To restrict breeding, local government birth control clinics would be empowered to issue a limited number of birth permits to ensure that population growth would be controlled. Only those with proper genetic credentials and with the financial means to support a family would receive a permit for parenthood, valid for one birth. Those found biologically unfit, the “feeble-minded,” would be sterilized. “There is only one reply to a request for a higher birth rate among the intelligent,” Sanger wrote, “and that is to ask the government to first take the burden of the insane and feebleminded from your back. Sterilization for these is the solution.”

Appalled by the influx of Southern and Eastern Europeans who landed on our shores in the early twentieth century, Sanger opened her first birth control clinic in Brownsville, Brooklyn, a neighborhood populated by what she considered “irresponsible breeders” – Slavs, Latinos, and Jews.

Sanger also condemned immigrant Italian Catholics for following Church teachings and propagating “feebleminded” children. According to Sanger, their population had degenerated to “very inferior racial health” due to the celibacy of intelligent Italian priests and nuns.
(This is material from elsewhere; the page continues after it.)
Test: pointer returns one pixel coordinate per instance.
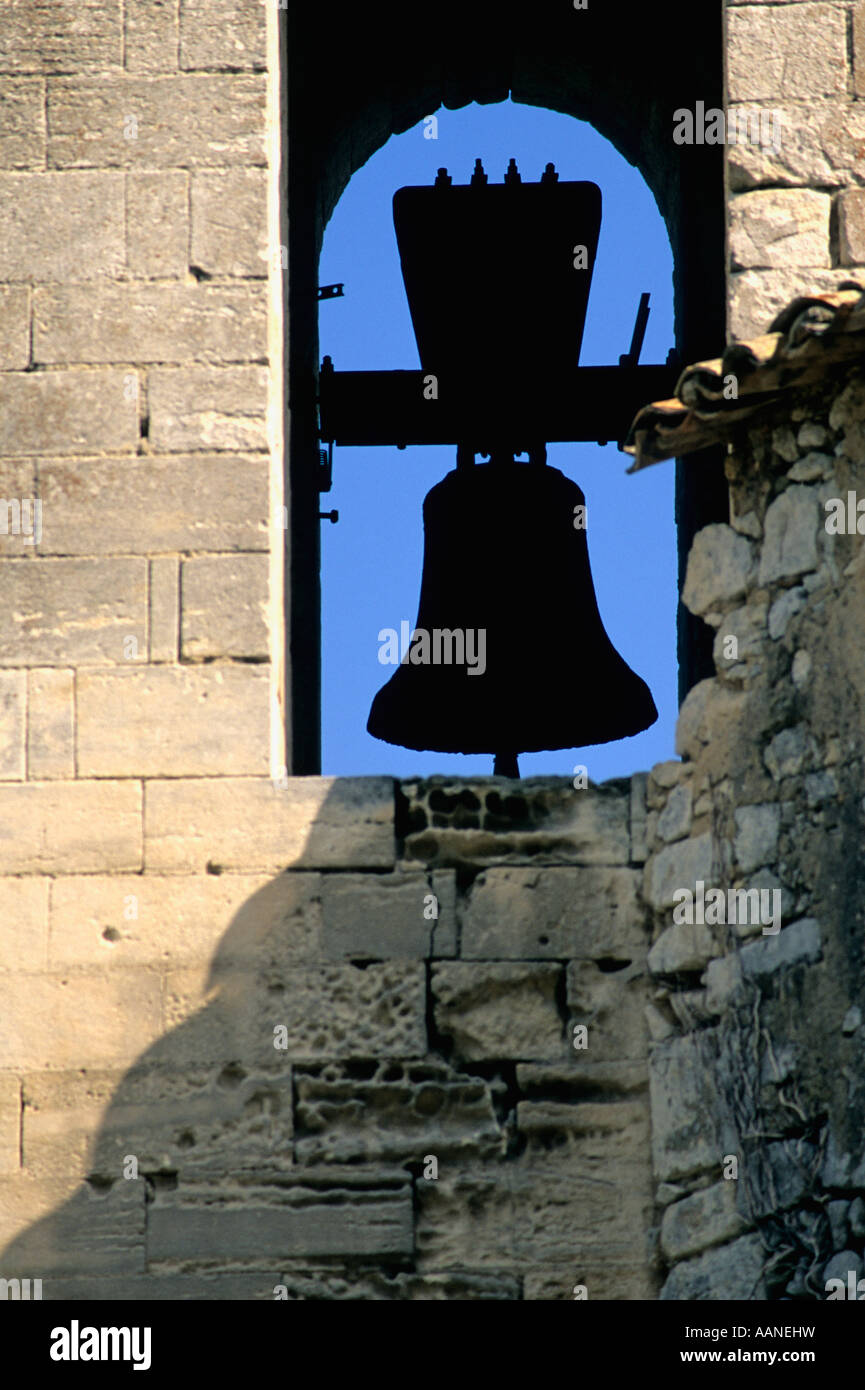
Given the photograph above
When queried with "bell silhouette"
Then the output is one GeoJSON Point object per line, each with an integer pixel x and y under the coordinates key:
{"type": "Point", "coordinates": [509, 652]}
Sanger even found the democratic process wanting. In the April 1925 issue of The Birth Control Review, she opined: “We can all vote, even the mentally arrested. And so it is no surprise to find the moron’s vote as good as the vote of the geniuses. The outlook is not a cheerful one.” Claiming that elected representatives were “apparently mentally and constitutionally unfit,” she called for qualifying intelligence tests for legislators.

“Progress,” G.K. Chesterton observed, “has discouraged anybody who had anything to say in favor of man, in his common relations to manhood and motherhood and the normal appetites of nature. Progress has been merely the persecution of the Common Man.” Margaret Sanger, one of America’s most prominent progressives, devoted her life to trying to restrict Catholic and Jewish “human weeds,” as she called them. Only an Anglo-Saxon “race of thoroughbreds,” she preached, should be permitted to exist.

And now our nation’s chief foreign policy spokesman calls on Sanger’s heirs to finish her work. What a scary prospect for the world’s common folks.

George J. Marlin, Chairman of the Board of Aid to the Church in Need USA, is the author of The American Catholic Voter and Sons of St. Patrick, written with Brad Miner. His most recent book is Mario Cuomo: The Myth and the Man.